Have you noticed just how much of a bunch of trend setters you’ve become on RUclips.. you do a topic one week and loads of others copy you weeks later, loads of Q&A also now appearing. As someone who’s followed you since Dan had hair on his old channel.. I approve you lovely pioneers. Turned 50 the other day. Cheers chaps. 🍷
Its because TPS is the 'definitive' show of its type. Almost every guitarist I know is a subscriber and pretty much any of the guitar based live shows (Pete Thorn, Phil McKnight etc), the chat almost always mentions TPS at least once or twice.
Point is, its the definitive Pedal show and no wonder others will try to copy...
I agree.

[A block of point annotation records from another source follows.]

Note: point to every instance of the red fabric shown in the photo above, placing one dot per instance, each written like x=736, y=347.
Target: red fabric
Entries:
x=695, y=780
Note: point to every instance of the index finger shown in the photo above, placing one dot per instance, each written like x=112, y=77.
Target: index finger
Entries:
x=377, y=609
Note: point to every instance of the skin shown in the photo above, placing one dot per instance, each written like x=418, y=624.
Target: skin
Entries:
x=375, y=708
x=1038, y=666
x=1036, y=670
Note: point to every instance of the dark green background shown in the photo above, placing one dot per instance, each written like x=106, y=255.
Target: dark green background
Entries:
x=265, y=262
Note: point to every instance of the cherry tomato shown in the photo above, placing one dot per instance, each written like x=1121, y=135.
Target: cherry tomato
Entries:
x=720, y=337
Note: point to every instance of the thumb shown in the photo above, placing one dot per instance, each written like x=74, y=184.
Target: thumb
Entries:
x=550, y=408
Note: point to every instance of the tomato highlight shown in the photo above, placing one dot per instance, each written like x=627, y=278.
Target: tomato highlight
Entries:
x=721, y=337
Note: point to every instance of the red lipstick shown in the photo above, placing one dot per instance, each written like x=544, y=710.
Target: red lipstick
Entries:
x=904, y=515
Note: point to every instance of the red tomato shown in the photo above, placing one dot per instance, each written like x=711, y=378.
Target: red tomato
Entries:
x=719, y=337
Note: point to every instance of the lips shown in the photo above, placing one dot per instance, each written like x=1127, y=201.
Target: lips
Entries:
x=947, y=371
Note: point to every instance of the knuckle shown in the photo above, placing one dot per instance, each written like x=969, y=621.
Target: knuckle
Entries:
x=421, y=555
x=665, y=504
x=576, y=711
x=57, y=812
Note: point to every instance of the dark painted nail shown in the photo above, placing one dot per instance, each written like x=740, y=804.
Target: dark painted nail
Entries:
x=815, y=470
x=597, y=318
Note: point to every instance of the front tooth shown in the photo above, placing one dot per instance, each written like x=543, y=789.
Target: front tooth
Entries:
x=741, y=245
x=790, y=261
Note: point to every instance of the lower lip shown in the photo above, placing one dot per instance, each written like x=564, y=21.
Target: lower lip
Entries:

But I am confused at why other channels like Mr. McKnight have so many more subs. I tend to believe that TPS is above some people's heads. Facts and having a passion for tone seem to take a back seat to mediocre commentary and self rightous criticism from people who can't really even play guitar very well. I really like Pete Thorn by the way.
happens in a lot of areas. just look after all these reaction channels. 80% copy cats.
I’m lucky enough to have met Dan and Mick, both very down to earth and deeply lovely humans... cost me a bloody fortune in gear mind you.. and made me a much much better guitar player. I learned more in last 3 years watching them than in the last 30 years.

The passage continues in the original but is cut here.